Letting more hardworking and talented foreign-born people move here is not hard. On the contrary, it’s keeping people out that’s hard. Providing financial support so that Americans can have as many children as they say they’d like to is a big change, but there’s nothing particularly difficult about it. Letting builders make whatever kind of housing their customers want to buy is easy. Shifting economic activity to places where land and buildings are cheap is a little more difficult, but it’s hardly a voyage to the moon. Copying a traffic-management paradigm that Singapore implemented in the mid-’70s isn’t hard at all, nor is copying long-standing German commuter-rail practices. These easy things feel hard only because we’ve become accustomed to a political culture that can barely do anything at all… 

…But think of how much healthier our politics would be if there were really a debate about how to accomplish great things rather than a food fight over semi-imagined offenses to “real Americans” that serves as a mask for an endless procession of tax cuts for the rich. Why not make America greater than ever instead?

Whatever liberals’ misgivings about this national project, America should aspire to be the greatest nation on earth. That’s what Americans already think and rightly so. Rather than being paralyzed by racial panic, ecopessimism, or paranoia about the loss of parking spaces, we should try to think this stuff through calmly and systematically — choosing to emulate our forefathers and mothers, who managed to welcome millions of newcomers and ride oxcarts across the Rocky Mountains to build the greatest nation in human history, rather than throw up our hands at every moderately difficult logistical problem and whine that the country is full.

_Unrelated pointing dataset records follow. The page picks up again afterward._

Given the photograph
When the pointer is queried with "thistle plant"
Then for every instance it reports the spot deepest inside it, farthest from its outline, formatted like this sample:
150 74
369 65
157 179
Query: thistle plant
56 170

Yglesias avoids emphasizing what I see as an obvious though politically contentious conclusion: that “we’ve become accustomed to a political culture that can barely do anything at all” because we’ve bought into the Conservative thinking of Ronald Reagan that “government is the problem” and the neoliberal thinking that “running Government like a business” is the antidote. We need to embrace the liberal thinking as defined by the Oxford dictionary: we need to be “open to new behavior or opinions and willing to discard traditional values.” Yglesias is offering us a solution to our problems that merits careful consideration. Let’s give it our full consideration.